Album Review: Twin Forks – Twin Forks LP

Published On March 8, 2014 | By Andrew Le | Albums, Music

Chris Carrabba (Dashboard Confessional), Suzie Zeldin (The Narrative) and Ben Homola (Bad Books) are all taking hiatuses from their groups. Together with Jonathan Clark, they have forayed into classic Americana with their new band, Twin Forks.

Twin ForksThe Twin Forks LP, an extension of the band’s Twin Forks EP from last year, may sound like a typical acoustic folk-rock record but carries punk-rock and indie sensibilities underneath. The feel-good debut single Cross My Mind would be a solid punk track if the mandolins were replaced with hard hitting, three-chord riffs on an electric. Come On and Ke$ha’s C’Mon may have the same message of ‘get(ting) it all in’ on the weekend with no regrets, but obviously sound nothing alike. The former, a rousing ode to hot summer love, even has a rapid-fire hit of lyrics in the chorus: a very ‘punk’ trait.

Comparisons of Twin Forks with Fleetwood Mac are inevitable. Carrabba’s vocals are as vulnerable, thin and raspy (to the point of creepy whispering) as those of legendary guitarist-producer Lindsey Buckingham, especially on Done Is Done and the slow, dusty country waltz Reasoned and Roughened. The male-female harmonies of Carrabba and Zeldin are a nice touch to most tracks, though Zeldin’s vocals should have been louder in the mix. The opener Can’t Be Broken, like Second Hand News from Rumours, is a breezy, rhythm-driven and rousing album opener that makes listeners want to strum along on air guitar.
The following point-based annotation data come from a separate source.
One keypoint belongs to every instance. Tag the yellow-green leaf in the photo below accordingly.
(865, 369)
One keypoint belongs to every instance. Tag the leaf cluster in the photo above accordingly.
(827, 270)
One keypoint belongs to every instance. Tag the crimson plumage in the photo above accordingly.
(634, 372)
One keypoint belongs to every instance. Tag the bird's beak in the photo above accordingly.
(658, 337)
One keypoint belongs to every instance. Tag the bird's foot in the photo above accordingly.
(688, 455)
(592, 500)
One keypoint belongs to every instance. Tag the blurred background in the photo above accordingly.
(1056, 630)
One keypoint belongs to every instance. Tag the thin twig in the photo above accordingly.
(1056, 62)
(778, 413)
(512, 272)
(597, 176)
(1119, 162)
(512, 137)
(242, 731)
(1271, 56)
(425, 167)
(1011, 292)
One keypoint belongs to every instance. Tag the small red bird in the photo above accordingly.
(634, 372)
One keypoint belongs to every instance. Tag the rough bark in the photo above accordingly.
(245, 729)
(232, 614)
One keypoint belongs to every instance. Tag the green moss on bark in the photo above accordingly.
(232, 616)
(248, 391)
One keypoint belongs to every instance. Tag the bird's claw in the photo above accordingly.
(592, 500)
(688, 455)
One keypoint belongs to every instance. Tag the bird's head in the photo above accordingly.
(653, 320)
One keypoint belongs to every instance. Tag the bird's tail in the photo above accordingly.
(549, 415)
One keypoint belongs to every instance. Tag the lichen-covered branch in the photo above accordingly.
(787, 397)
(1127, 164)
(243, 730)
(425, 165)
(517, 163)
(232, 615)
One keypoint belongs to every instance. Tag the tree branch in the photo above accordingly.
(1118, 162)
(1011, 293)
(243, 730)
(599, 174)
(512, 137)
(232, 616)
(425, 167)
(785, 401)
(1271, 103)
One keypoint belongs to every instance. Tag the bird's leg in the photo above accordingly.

Some tracks lean towards the more traditional such as Back To You, which has a memorable ‘follow the siiiii-iiigns’ hook. Something We Just Know evokes a country fair setting with its fake yelping and hooting. Kiss Me Darling and Danger both carry a insistent urgency and longing.

Other songs are not so steeped in roots music. The comical Scraping Up The Pieces SWINGS, making it a uptempo soundtrack for a walk with arms flailing everywhere despite its lyrics about the broken pieces of a heart. The best and most pop chorus on the album goes to the single-worthy Plans, whose ‘I’ve got plans for ya, hoo-hoo-hoo-hoo-hoo’ hook would no longer sound like innocent flirting after a few drinks. Closer Who’s Looking Out deviates from the organic production of the album with a bit of vocal processing to create a ghostly effect.

Twin Forks have created a listenable, fun fusion of punk, roots and country-tinged folk-rock that is accessible for fans of all those genres. Listeners should look forward to the group’s next effort.